Anna Dumitriu & Alex May

ArchaeaBot: A Post Singularity and Post Climate Change Life-form

ArchaeaBot: A Post Singularity and Post Climate Change Life-form takes the form of an underwater robotic installation that explores what ‘life’ might mean in a post singularity, post climate change future. The project is based on new research about archaea (the oldest life forms on Earth) combined with the latest innovations in machine learning & artificial intelligence creating the ‘ultimate’ species for the end of the world as we know it. New research is revealing the mechanisms by which ancient archaea called Sulfolobus acidocaldarius can move around to seek ‘food’ using tails known as archaella. The archaella use cogwheel-like ‘motors’ to swim about. Our collaborator cryo-microscopist Amanda Wilson studied the structure of these archaella to make tiny drills made of DNA which might be used to drill into cells to cure diseases, but the robotic archaella are made through 3D printing.

(This work was made in collaboration with researcher/cryomicroscopist Amanda Wilson as part of the EU FET Open H2020 funded MARA project based in the Beeby Lab at Imperial College London, and with Professor Daniel Polani from the School of Computer Science at the University of Hertfordshire. The project was supported through an EMAP/EMARE artists’ residency at LABoral Centro de Arte y Creación Industrial in Spain via funding from Creative Europe and with support from Arts Council England.)

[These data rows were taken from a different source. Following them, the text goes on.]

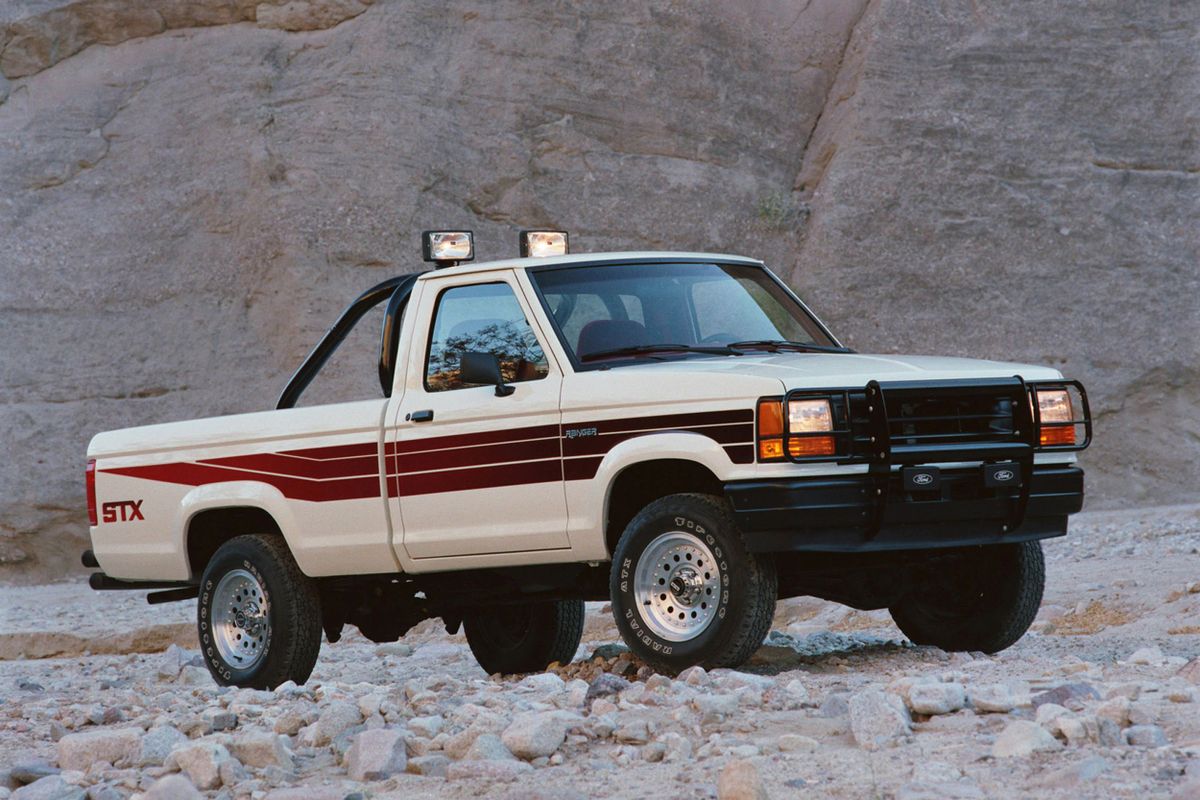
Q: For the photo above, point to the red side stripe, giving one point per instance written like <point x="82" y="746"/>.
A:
<point x="471" y="439"/>
<point x="666" y="421"/>
<point x="294" y="467"/>
<point x="606" y="441"/>
<point x="297" y="488"/>
<point x="462" y="462"/>
<point x="481" y="477"/>
<point x="335" y="451"/>
<point x="479" y="456"/>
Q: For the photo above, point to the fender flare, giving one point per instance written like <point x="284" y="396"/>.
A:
<point x="677" y="445"/>
<point x="234" y="494"/>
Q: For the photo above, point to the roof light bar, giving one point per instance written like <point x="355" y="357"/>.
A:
<point x="448" y="247"/>
<point x="541" y="244"/>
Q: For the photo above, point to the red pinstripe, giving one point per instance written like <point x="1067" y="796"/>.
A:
<point x="454" y="463"/>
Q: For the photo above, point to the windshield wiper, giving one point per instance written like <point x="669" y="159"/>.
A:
<point x="775" y="346"/>
<point x="651" y="349"/>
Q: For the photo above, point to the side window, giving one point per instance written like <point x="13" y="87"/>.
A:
<point x="483" y="318"/>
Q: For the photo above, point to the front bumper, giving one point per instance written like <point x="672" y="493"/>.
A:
<point x="864" y="512"/>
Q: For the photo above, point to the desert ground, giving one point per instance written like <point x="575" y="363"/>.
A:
<point x="103" y="698"/>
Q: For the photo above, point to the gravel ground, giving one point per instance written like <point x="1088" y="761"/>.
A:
<point x="1102" y="698"/>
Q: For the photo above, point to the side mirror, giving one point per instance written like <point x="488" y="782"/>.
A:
<point x="484" y="368"/>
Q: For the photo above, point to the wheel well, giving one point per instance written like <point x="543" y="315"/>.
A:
<point x="640" y="485"/>
<point x="210" y="529"/>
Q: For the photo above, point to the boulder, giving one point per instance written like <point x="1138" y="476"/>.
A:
<point x="1146" y="735"/>
<point x="173" y="787"/>
<point x="119" y="747"/>
<point x="535" y="734"/>
<point x="262" y="750"/>
<point x="1021" y="739"/>
<point x="52" y="787"/>
<point x="377" y="755"/>
<point x="879" y="720"/>
<point x="202" y="762"/>
<point x="335" y="719"/>
<point x="156" y="745"/>
<point x="741" y="781"/>
<point x="936" y="698"/>
<point x="993" y="698"/>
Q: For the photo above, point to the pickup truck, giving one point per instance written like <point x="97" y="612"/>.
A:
<point x="676" y="433"/>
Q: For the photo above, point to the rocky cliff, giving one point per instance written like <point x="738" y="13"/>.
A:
<point x="191" y="191"/>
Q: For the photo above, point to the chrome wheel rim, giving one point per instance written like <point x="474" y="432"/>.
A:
<point x="677" y="585"/>
<point x="240" y="623"/>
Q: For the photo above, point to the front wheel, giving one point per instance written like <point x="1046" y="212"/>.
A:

Image above & bottom left : Anna Dumitriu & Alex May, ArchaeaBot: A Post Singularity and Post Climate Change Life-form in collaboration with scientist Amanda Wilson, Imperial College,
photo credit:  Alex May
Image bottom right : Anna Dumitriu & Alex May, preliminary design for ArchaeaBot: A Post Singularity and Post Climate Change Life-form 


Anna Dumitriu is a British artist who works with BioArt, sculpture, installation, and digital media to explore our relationship to infectious diseases, synthetic biology and robotics. She has an extensive international exhibition profile including ZKM, Ars Electronica, BOZAR, The Picasso Museum, The V & A Museum, Philadelphia Science Center, MOCA Taipei, LABoral, Art Laboratory Berlin, and The Museum of the History of Science Oxford. She was the 2018 President of the Science and the Arts section of the British Science Association and holds visiting research fellowships at the University of Hertfordshire, Brighton and Sussex Medical School, and Waag Society, as well as artist-in-residence roles with Modernising Medical Microbiology Project at the University of Oxford, the National Collection of Type Cultures at Public Health England, the University of Natural Resources and Life Sciences in Vienna, and the Institute of Epigenetics and Stem Cells at the Helmholtz Zentrum in Munich.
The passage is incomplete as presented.